Seperti yang semua akhwat IC ketahui, semester genap tuh puncaknya seluruh perjuangan. Kelas X dan XI bekerja keras buat menyukseskan acara-acara proker OSIS serta naik kelas dan kelas XII berjuang untuk mendapatkan PT yang diidamkan. Biasanya nih, karena saking konsentrasinya ke pekerjaan, amalan-amalan baik sering kita lupakan begitu aja dan makin meluntur di akhir semester genap. Ngerti sih, sibuk emang. Mau menambah amalan baik, tapi waktunya full, ga ada yang kosong.
Nah, tapi sebagai Muslimah kita kudu lebih baik dari kemarin! Untuk itu Qawat mau kasih tips amalan-amalan baik nan kecil serta ga menyita waktu! Mau tahu?

Meluruskan Niat
Bagi yang baca edisi Qawat ketiga belas (yang mana tuh? Itu lo, yang judulnya “Dan Atid pun Menangis (I)”), waktu bangun pagi-pagi, sang tokoh langsung ngibrit ke masjid karena takut dapat poin! Hmm… kira-kira, yang kayak gitu perbuatan baik ga sih?

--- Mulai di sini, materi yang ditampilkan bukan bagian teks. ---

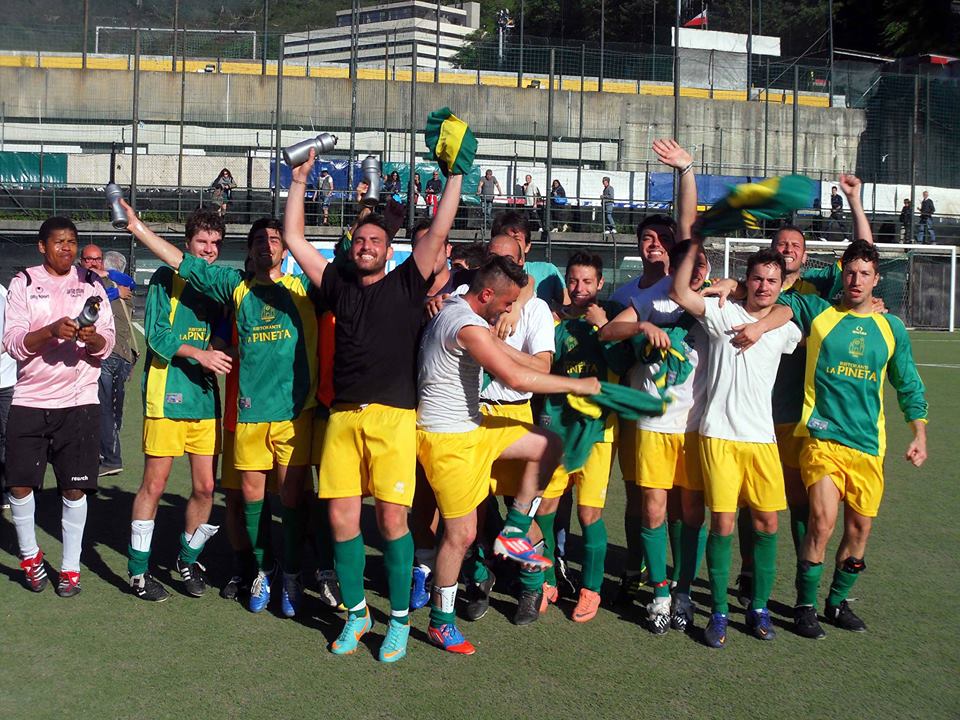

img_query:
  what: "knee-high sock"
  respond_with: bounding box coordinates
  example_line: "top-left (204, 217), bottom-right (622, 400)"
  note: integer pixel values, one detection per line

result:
top-left (537, 513), bottom-right (557, 585)
top-left (60, 495), bottom-right (87, 572)
top-left (581, 518), bottom-right (607, 592)
top-left (677, 523), bottom-right (707, 595)
top-left (333, 535), bottom-right (370, 615)
top-left (707, 531), bottom-right (733, 614)
top-left (383, 532), bottom-right (413, 622)
top-left (10, 490), bottom-right (40, 559)
top-left (753, 530), bottom-right (777, 610)
top-left (640, 523), bottom-right (670, 597)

Waa… it’s a big no-no, gals! Masak kita ke masjid karena poin sih? Emang orientasi hidup kita poin shalat berjamaah? Salah atuh, yang benar itu orientasi hidup kita hanyalah ke Allah Azza wa Jalla only. Poin shalat itu diadakan buat MENDIDIK kita BUKAN TUJUAN UTAMA kita.
Itulah gunanya meluruskan niat. Sewaktu kita memulai hari, luruskan niat bahwa apa yang kita lakukan seharian penuh hanyalah untuk mengharap pamrih dari Allah. Lagian, akhwat IC kan udah pada tahu semua, kalo apa yang kita lakukan itu segalanya bergantung pada niat awal semula. Kalo semuanya berpulang pada niat, saat kita tersesat kita bisa balik karena punya pegangan awal.

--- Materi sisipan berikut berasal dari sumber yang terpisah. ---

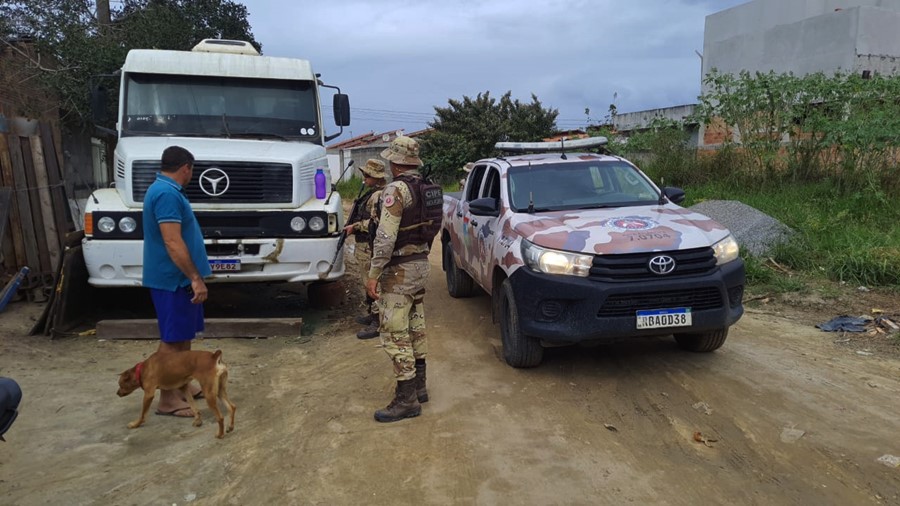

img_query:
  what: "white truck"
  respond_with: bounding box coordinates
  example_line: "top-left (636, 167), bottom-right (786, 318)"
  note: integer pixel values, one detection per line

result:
top-left (82, 39), bottom-right (350, 287)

Contohnya nih, ketika ngobrol bareng, tanpa sengaja kita ikut-ikutan ghibah. Karena dari pagi kita berniat untuk melakukan semua hal hanya karena Allah semata, kita jadi sadar dan menjauhi forum ghibah itu. Kalaupun ga sadar alias khliaf, insya Allah kita masih punya pahala sebab niat baik kita dicatat sebagai pahala oleh Rakib.

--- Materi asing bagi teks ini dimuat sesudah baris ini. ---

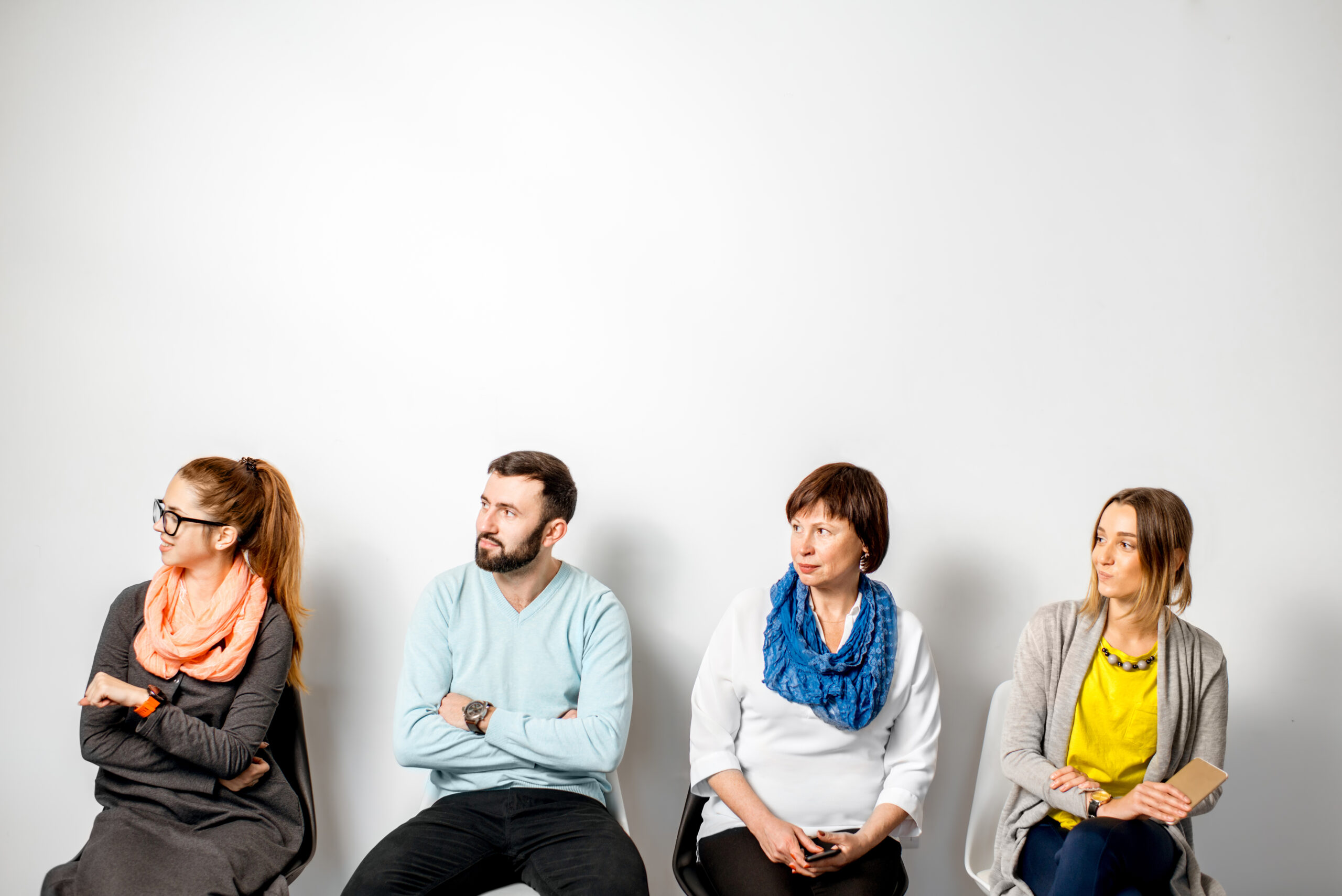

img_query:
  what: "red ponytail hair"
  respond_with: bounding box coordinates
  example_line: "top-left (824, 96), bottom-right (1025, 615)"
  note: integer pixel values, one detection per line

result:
top-left (177, 457), bottom-right (307, 689)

Keuntungan lain dari meluruskan niat adalah kalo sejak awal kita berniat untuk hidup di jalan Allah, maka ketika maut menjemput, insya Allah kita sedang berjuang di jalan Allah. Masih ingat kan, sama cerita pembunuh yang taubat itu?
Ya, kalo mau diibaratkan sih, niat itu rel dan apa yang kita kerjakan itu keretanya. Kalo kereta udah punya jalur rel, maka kecil kemungkinan kereta bakal jalan di luar jalur. Kecuali kalo kecelakaan.

Ramah Tidak Marah
Ramah? Hmm… kayaknya anak IC identik sama sifat ramah sebenarnya. Ga percaya? Tengok deh, kita punya budaya yang bisa kita banggakan yaitu budaya salam. Meski sekarang udah mulai luntur (ehem… ayo dong, dipergiat lagi ucapan salamnya! Jangan waktu MOS aja kita rajin salam!), namun tetap saja orang luar mengenal IC lewat ini.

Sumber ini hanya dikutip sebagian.